Our thoughts, our words and our actions can leave positive eternal impressions on this planet, so long as we walk and talk with Jesus, who takes our existence and gives it eternal life.

Own It

“God does not guide those who want to run their own life.” Winkie Pratney

Psalm 7 starts with the phrase, “A shiggaion of David.” The word shiggaion has no English word equivalent. Thus, it is transliterated from Hebrew into English one letter at a time.

Therefore, what does “A shaggaion of David” mean? My best guess is this. The transliterated word comes from another Hebrew word that means to make a mistake, to stray from God through ignorance. Thus, this could read, “A mistake or sin of David.”

David goes onto to write that he was turning to God to save him from people that wanted to eat him alive. After which He pens, “O LORD my God, if I have done this and there is guilt on my hands…then let my enemy pursue and overtake me.”

David wasn’t going to play the victim card. He was asking, “Lord, did I bring this pain on by my own choices? If so, I own it. Let the consequences be what may.”

We must be honest with ourselves. Some of our challenges are brought on by our own choices, not life or someone else’s.

And the only way for the challenge to stop is to own our mistake/sin, ask God and maybe others to forgive us; and then, correct the mistake by doing what is right in the Spirit’s power.

Saying, “I’m sorry” is not enough. Fixing the problem is.

If you are going through a challenge today, ask the Lord, “Did I cause this?” If so, ask Him to give you the faith and strength to fix it.

If not, then run to the Lord as your refuge to weather the storm just as David did.

Either way, by owning it, you win.

Whispering Willows

“We do not need a church that will move with the world, but one that will move the world.” GK Chesterton

We can learn a lot about God from nature (Rom. 1:20). Take for example, the willow tree. It requires a tremendous amount of water to grow and stay healthy.

Besides growing near water, it also grows near other plants. In fact, the meaning of the Modern Hebrew word for willow is “mixture.” This hints to the fact that it needs to be attached to others.

Listen to the willows whisper: we need Jesus, the Living Water, who says we need others for us to love and become more like Him in a world who needs us to share Him with it.
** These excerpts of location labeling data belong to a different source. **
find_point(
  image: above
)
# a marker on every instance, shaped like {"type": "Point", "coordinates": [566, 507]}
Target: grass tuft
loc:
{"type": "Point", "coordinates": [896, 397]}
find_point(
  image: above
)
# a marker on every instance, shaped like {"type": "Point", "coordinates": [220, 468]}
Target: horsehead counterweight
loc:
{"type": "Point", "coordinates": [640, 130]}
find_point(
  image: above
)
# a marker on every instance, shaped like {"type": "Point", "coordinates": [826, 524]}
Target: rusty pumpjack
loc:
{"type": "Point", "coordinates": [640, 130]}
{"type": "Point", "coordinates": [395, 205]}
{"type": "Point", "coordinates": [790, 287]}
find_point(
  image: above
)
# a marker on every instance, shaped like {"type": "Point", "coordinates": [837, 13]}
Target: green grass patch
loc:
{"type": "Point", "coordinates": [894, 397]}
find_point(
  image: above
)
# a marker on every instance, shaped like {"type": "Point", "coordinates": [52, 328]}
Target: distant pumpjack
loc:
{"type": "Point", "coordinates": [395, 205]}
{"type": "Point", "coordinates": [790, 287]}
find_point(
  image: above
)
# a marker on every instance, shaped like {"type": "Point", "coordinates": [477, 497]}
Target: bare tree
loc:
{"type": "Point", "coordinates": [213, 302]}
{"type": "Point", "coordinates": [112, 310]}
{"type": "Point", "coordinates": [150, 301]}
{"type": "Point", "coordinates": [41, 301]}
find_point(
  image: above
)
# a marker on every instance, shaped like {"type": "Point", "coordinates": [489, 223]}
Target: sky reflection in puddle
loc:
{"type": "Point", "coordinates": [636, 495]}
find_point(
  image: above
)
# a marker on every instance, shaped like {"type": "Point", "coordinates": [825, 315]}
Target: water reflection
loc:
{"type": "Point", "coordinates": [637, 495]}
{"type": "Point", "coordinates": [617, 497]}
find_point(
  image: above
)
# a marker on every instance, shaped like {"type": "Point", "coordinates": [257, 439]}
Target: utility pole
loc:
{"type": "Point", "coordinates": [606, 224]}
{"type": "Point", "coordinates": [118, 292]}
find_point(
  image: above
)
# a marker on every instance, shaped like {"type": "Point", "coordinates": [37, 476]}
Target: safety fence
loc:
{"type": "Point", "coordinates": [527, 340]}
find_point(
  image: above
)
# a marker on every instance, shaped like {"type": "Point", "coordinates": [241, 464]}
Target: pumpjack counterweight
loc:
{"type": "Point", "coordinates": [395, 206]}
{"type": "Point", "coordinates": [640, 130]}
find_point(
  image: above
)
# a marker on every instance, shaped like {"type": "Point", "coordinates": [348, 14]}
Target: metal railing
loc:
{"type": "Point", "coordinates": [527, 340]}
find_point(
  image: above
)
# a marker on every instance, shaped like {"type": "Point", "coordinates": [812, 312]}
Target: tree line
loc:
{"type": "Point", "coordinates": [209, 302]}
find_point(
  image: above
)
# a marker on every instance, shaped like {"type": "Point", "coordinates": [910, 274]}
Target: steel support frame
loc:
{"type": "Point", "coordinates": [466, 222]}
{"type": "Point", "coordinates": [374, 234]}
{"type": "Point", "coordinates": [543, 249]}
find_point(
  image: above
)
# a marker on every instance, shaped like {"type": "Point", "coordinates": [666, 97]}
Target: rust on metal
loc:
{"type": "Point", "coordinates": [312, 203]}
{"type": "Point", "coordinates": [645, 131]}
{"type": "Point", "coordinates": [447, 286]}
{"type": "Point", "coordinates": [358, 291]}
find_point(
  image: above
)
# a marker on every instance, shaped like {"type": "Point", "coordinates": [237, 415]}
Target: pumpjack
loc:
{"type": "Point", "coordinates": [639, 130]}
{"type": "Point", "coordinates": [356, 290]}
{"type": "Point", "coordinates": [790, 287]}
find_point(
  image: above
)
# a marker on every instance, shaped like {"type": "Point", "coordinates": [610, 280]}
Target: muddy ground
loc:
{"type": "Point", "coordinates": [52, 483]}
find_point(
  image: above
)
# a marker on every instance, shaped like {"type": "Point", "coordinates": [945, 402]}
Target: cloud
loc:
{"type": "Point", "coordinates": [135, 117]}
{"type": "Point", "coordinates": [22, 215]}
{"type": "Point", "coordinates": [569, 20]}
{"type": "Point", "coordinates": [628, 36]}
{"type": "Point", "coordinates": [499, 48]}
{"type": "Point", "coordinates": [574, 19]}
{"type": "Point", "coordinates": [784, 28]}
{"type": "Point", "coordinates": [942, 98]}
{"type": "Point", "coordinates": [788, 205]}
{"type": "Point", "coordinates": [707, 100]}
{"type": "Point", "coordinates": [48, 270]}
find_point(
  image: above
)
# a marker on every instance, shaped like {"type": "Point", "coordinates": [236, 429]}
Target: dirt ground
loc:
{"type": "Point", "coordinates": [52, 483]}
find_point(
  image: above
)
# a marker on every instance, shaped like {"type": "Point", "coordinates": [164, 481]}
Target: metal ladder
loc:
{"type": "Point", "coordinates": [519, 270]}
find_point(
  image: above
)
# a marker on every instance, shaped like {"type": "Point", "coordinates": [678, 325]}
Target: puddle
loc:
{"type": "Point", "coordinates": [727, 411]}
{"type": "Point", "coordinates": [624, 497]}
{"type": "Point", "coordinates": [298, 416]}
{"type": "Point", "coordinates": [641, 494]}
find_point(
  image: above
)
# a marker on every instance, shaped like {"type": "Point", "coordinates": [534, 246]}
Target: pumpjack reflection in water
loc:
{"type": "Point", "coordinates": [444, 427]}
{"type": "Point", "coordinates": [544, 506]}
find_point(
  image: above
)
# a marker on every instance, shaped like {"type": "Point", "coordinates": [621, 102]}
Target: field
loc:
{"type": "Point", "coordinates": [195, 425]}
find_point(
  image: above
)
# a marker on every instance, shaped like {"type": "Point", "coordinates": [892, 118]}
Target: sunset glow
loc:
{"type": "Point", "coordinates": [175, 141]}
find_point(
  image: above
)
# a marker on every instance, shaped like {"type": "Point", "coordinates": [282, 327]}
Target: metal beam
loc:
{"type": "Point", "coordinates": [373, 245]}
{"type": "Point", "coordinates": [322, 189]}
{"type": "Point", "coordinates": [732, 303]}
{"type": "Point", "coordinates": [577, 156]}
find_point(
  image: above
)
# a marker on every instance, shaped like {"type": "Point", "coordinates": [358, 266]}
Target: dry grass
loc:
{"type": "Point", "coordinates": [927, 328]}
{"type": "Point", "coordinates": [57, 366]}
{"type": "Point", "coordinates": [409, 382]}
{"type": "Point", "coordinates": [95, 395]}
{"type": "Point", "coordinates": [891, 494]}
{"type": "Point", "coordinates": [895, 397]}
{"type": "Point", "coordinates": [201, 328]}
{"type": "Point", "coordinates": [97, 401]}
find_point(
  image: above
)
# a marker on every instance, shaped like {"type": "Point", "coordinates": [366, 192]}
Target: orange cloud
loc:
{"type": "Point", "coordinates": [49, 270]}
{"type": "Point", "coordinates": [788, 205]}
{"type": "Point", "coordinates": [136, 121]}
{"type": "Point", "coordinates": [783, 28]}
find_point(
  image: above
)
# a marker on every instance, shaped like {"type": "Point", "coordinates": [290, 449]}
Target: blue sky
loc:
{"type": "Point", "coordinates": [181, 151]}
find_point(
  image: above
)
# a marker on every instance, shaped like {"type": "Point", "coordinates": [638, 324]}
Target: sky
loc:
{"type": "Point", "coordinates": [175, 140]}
There are far too many Christians who think the Church is irrelevant today to make any kind of commitment to being part of any gathering of it – small or large, building or not.

Want to move the world rather than be moved by it? One author put it this way, “Through the power of community and involvement, even someone who starts out as ordinary can become extraordinary!”

Walk in community with Jesus. Who is your community? Commit, thick and thin, and then grow with them to move the world!